Only a little over 6,000 of these quarters were struck in 1796, and only two varieties are known. One with a low 6 in the date and one with a high 6. The former being the rarer of the two. While not a rare coin, it is necessary to complete a type set and as this design was only used for one year, it makes the coin extremely popular. The next quarter would not be released until 1804. Additionally, no proofs were struck from the 1796 dies, but several presentation strikings are known to exist.

The Quarter Strikes Back

Today, as I mentioned in the lead-in, the quarter is one of the cornerstones of the US coinage system. It plays a vital role in commerce, and annual production routinely tops 1 billion dollars. However, this wasn’t always the case, after the fiasco of the 1796 quarter, all production of the quarter dollar was suspended for almost 10 years. Quarters were even a rarity seen in the marketplace, few were struck, and fewer were used.

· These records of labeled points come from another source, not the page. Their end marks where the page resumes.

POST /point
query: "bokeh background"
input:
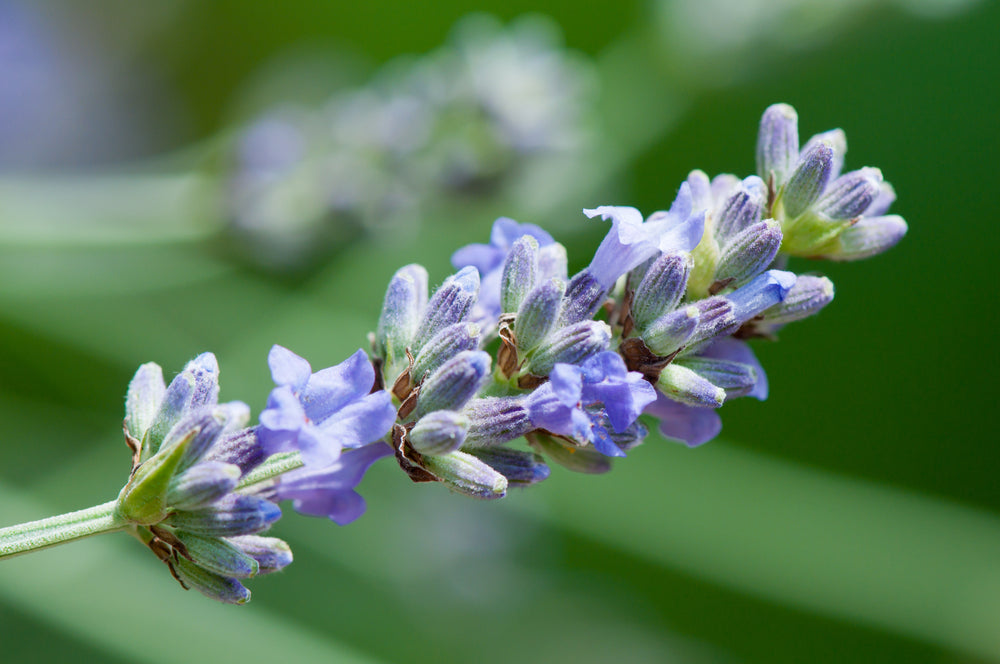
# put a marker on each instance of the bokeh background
(853, 517)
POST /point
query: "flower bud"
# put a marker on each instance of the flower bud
(450, 304)
(870, 236)
(519, 273)
(405, 300)
(520, 468)
(145, 393)
(662, 288)
(552, 262)
(778, 142)
(439, 432)
(496, 420)
(538, 313)
(211, 423)
(715, 317)
(750, 252)
(454, 382)
(671, 331)
(764, 291)
(701, 189)
(578, 459)
(235, 514)
(444, 345)
(217, 555)
(851, 194)
(241, 448)
(467, 475)
(197, 385)
(271, 553)
(584, 296)
(837, 140)
(684, 385)
(571, 345)
(736, 378)
(212, 585)
(202, 485)
(743, 208)
(806, 297)
(809, 179)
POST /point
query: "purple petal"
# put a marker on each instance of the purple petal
(566, 383)
(483, 257)
(287, 368)
(687, 424)
(331, 389)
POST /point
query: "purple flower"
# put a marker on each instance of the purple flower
(489, 259)
(329, 491)
(691, 425)
(632, 240)
(580, 401)
(319, 413)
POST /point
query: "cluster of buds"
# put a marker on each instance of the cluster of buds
(463, 120)
(508, 347)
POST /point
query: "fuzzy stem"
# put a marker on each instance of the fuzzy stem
(37, 535)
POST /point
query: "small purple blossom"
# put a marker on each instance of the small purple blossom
(300, 410)
(329, 491)
(688, 424)
(580, 401)
(632, 240)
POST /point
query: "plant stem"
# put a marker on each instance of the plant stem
(37, 535)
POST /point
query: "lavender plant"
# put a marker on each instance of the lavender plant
(509, 347)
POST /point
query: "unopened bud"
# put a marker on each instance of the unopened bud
(749, 252)
(870, 236)
(575, 458)
(439, 432)
(202, 485)
(454, 382)
(520, 468)
(217, 555)
(215, 586)
(271, 553)
(671, 331)
(662, 288)
(467, 475)
(806, 297)
(519, 273)
(450, 304)
(778, 142)
(809, 179)
(851, 194)
(234, 514)
(686, 386)
(145, 393)
(443, 346)
(405, 300)
(571, 345)
(736, 378)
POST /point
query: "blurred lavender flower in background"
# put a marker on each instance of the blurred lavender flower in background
(470, 119)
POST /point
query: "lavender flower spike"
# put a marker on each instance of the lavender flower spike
(319, 413)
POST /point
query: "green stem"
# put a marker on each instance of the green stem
(37, 535)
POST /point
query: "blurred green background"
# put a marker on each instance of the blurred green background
(854, 516)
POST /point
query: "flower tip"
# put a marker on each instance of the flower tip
(785, 280)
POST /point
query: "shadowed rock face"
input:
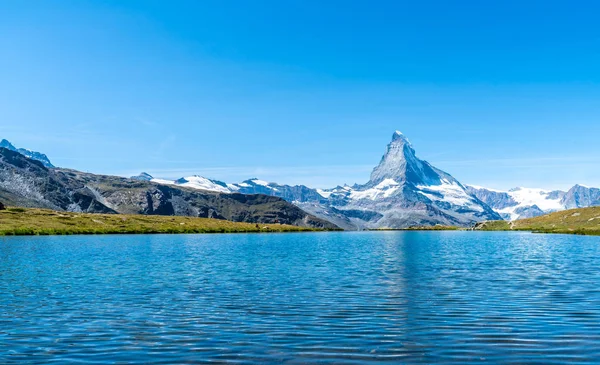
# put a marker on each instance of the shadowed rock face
(27, 182)
(406, 191)
(402, 191)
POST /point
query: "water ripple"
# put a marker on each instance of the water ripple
(323, 298)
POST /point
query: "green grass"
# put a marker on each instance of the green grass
(574, 221)
(25, 221)
(437, 227)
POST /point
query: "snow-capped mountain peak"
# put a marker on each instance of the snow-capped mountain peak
(38, 156)
(522, 202)
(400, 163)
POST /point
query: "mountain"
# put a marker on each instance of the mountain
(27, 182)
(30, 154)
(580, 196)
(406, 191)
(520, 203)
(402, 191)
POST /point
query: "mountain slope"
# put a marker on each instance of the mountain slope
(520, 203)
(28, 183)
(406, 191)
(27, 153)
(573, 221)
(403, 191)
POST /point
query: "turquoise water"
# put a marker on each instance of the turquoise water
(326, 298)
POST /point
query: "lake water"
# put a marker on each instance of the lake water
(326, 298)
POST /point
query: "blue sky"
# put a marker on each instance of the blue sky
(499, 94)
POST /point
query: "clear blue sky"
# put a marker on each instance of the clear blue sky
(500, 94)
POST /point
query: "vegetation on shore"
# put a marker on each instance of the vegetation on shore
(437, 227)
(31, 221)
(574, 221)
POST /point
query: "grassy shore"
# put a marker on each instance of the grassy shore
(574, 221)
(437, 227)
(25, 221)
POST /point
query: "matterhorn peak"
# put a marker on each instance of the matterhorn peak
(399, 136)
(401, 164)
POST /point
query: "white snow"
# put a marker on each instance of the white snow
(528, 197)
(234, 187)
(260, 182)
(476, 187)
(382, 190)
(450, 192)
(163, 181)
(324, 194)
(202, 183)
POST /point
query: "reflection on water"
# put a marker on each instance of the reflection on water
(398, 297)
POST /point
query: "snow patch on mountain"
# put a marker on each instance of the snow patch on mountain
(450, 192)
(382, 190)
(520, 202)
(202, 183)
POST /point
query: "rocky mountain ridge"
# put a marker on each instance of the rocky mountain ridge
(520, 203)
(27, 153)
(403, 191)
(28, 183)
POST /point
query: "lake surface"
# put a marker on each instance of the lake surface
(326, 298)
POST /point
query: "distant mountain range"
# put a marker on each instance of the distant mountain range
(402, 191)
(28, 183)
(521, 203)
(30, 154)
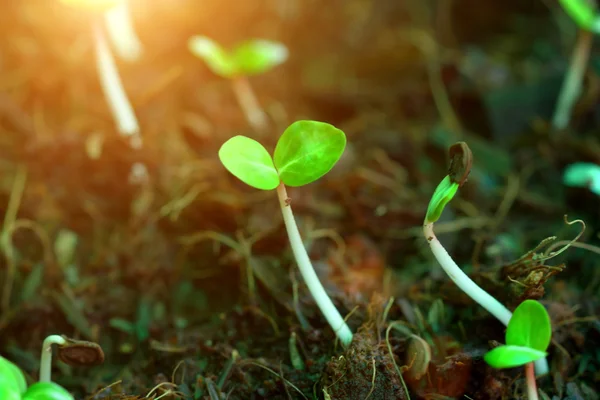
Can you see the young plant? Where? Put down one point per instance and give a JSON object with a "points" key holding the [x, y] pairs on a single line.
{"points": [[249, 58], [114, 92], [583, 13], [14, 387], [527, 338], [460, 167], [305, 152]]}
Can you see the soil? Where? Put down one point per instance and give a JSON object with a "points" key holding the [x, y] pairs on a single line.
{"points": [[186, 279]]}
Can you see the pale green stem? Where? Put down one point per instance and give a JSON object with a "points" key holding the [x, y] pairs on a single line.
{"points": [[46, 359], [531, 385], [121, 32], [466, 284], [571, 87], [332, 315], [114, 92], [249, 103]]}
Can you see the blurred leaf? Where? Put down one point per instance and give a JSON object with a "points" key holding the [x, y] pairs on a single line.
{"points": [[307, 150], [32, 283], [250, 162]]}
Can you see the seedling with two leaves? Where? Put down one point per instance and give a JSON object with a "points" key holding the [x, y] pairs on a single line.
{"points": [[527, 339], [305, 152], [252, 57]]}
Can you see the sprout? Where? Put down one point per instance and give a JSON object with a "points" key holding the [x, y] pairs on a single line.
{"points": [[586, 175], [305, 152], [583, 13], [249, 58], [527, 339], [460, 166]]}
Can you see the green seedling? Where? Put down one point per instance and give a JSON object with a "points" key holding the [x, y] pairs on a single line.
{"points": [[527, 339], [460, 166], [305, 152], [583, 13], [248, 58]]}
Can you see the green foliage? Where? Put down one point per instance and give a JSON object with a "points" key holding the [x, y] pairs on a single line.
{"points": [[250, 162], [305, 152], [11, 377], [47, 391], [251, 57], [442, 195], [582, 12], [527, 337]]}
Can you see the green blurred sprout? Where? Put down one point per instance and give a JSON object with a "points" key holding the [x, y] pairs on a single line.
{"points": [[461, 160], [305, 152], [583, 13], [585, 175], [527, 339], [14, 387], [248, 58]]}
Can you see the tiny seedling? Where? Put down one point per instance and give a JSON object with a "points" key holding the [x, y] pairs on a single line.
{"points": [[248, 58], [305, 152], [583, 13], [460, 166], [527, 339]]}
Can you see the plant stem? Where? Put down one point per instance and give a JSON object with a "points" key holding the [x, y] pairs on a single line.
{"points": [[531, 385], [121, 32], [469, 287], [315, 287], [249, 103], [571, 87], [119, 104], [46, 358]]}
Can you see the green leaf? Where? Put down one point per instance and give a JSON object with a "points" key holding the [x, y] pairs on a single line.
{"points": [[512, 356], [257, 56], [581, 11], [250, 162], [529, 326], [307, 150], [47, 391], [216, 58], [11, 377], [442, 195]]}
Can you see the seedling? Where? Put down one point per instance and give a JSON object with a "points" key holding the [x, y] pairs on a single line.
{"points": [[121, 108], [305, 152], [527, 338], [583, 13], [249, 58], [460, 167]]}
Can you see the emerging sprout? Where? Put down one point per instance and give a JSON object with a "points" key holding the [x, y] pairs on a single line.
{"points": [[583, 13], [527, 339], [460, 166], [305, 152], [249, 58]]}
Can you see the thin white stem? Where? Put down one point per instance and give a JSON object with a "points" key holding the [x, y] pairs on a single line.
{"points": [[121, 32], [532, 393], [249, 103], [46, 358], [571, 87], [466, 284], [119, 104], [333, 317]]}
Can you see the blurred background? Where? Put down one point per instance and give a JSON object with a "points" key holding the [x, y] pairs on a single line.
{"points": [[173, 272]]}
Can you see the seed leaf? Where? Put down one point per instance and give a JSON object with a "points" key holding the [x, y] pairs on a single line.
{"points": [[307, 150], [442, 195], [512, 356], [254, 57], [529, 326], [250, 162]]}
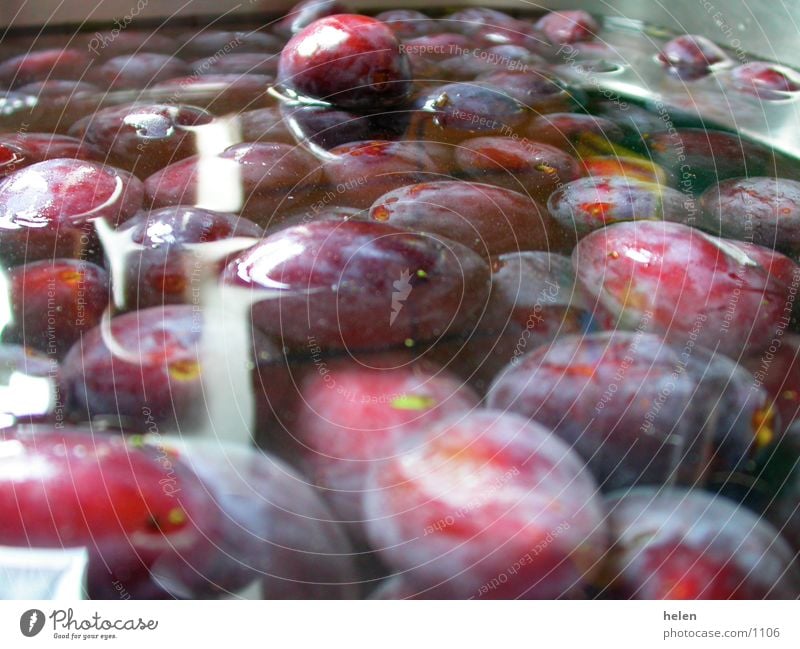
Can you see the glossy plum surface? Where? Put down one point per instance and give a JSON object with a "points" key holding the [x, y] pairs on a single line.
{"points": [[48, 208], [588, 204], [142, 138], [360, 284], [348, 60], [482, 495], [490, 220]]}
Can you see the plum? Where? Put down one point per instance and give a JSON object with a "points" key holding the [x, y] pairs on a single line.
{"points": [[164, 271], [487, 505], [519, 164], [47, 209], [145, 368], [639, 410], [351, 415], [588, 204], [348, 60], [54, 302], [680, 544], [130, 505], [361, 285], [361, 172], [257, 179], [670, 278], [142, 138], [490, 220], [762, 210]]}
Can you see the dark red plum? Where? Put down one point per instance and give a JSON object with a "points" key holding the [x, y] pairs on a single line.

The quarter wouldn’t reappear until 1804. Using the same obverse as before, the reverse was replaced with the heraldic eagle used by the rest of the silver coins for the time. The coin would only have a short run of four years, and again had a miniscule production. Combined production of the four years it was minted totaled over 500,000 strikes. Additionally, no proofs were made if Mint records are correct. It is extremely rare to find the coin in mint condition, and nearly unheard of in grade levels above M-65.

After the production finished in 1807, this denomination would be shelved again for another very long break. Also, the coins that were still in circulation were being hoarded by people, because of the higher silver content than the Mexican and Spanish two reales pieces at the time.